Only a minority of people in England get enough exercise according to experts, with too many of us relying on cars to cover short distances instead of walking or cycling.
Too many of us are relying on cars to travel short distances
The Department of Health recommends that adults do a minimum of 30 minutes of moderate exercise five days a week. This half-hour could be done in one go or made up of three ten minute bursts spread throughout the day.
Whilst the activity can be a “lifestyle” activity like walking to the shops, it has to be at enough of an intensity to make you slightly breathless or warm.
But public health experts for the National Institute for Health and Clinical Excellence (NICE) say that our habit of driving short distances could be putting our lives at risk.
According to Nanetter Mutrie, professor of exercise and sports psychology at Edinburgh University, being inactive is the fourth leading cause of premature death worldwide.
And surveys show that people are making fewer walking journeys than ever before. Since 1975 they proportion of journeys taken by foot has halved from 44 per cent to 22 per cent. Whilst we achieved around 250 miles of walking journeys in the late 1990s, by 2008 this had dropped to 170.
Now, a fifth of all car journeys cover a mile or less.
At the same time, another study published in the Lancet Journal has shown that exercise can be more effective at reducing the chances of dying prematurely than being unfit and taking statins.

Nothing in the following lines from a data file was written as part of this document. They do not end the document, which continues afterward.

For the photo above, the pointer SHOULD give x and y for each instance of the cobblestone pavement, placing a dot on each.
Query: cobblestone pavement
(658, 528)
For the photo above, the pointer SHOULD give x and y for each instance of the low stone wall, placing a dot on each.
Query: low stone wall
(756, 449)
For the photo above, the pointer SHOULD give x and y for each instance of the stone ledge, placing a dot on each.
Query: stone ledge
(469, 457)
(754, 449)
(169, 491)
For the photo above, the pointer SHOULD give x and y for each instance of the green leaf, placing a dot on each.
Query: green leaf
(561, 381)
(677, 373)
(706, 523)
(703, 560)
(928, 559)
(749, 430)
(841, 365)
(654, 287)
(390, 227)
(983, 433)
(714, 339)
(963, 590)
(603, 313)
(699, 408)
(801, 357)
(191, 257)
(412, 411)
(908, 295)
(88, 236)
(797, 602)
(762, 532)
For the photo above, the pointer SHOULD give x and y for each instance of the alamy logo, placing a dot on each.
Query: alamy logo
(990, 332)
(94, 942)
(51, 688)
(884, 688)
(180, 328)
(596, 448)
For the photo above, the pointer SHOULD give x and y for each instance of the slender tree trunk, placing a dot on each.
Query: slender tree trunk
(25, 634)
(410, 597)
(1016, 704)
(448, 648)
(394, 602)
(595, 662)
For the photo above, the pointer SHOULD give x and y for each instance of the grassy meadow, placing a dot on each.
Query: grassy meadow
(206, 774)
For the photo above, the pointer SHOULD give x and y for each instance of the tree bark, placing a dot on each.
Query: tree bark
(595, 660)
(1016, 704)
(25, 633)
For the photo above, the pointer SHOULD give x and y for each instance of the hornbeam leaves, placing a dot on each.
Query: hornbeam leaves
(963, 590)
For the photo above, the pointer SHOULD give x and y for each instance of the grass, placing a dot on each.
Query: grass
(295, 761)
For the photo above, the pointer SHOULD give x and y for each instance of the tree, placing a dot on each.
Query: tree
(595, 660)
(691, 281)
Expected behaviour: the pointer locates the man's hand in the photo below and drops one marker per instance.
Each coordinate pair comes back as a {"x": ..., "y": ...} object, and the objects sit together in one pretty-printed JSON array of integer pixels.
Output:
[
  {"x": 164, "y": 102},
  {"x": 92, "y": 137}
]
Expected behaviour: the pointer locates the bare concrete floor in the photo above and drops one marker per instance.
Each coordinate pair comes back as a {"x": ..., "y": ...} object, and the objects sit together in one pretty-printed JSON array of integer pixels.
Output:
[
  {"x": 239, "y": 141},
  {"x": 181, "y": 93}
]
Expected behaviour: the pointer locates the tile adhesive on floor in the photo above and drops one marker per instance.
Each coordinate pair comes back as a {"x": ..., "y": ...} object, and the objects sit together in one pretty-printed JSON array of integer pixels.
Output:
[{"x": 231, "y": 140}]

Researchers compared fitness levels in 10,000 middle aged people all of whom had high cholesterol levels. They found that the fittest people who were not taking statins were 50 per cent less likely to die over the next ten years than the least fir who were on the drugs.
Dr Harry Rutter, of the National Obesity Observatory, said: “Many of us feel we don't have the time or the inclination to add regular physical activity into our lives - it can be very difficult to break old habits and change behaviour.
"But walking and cycling to work, to school, to the shops or elsewhere can make a huge difference."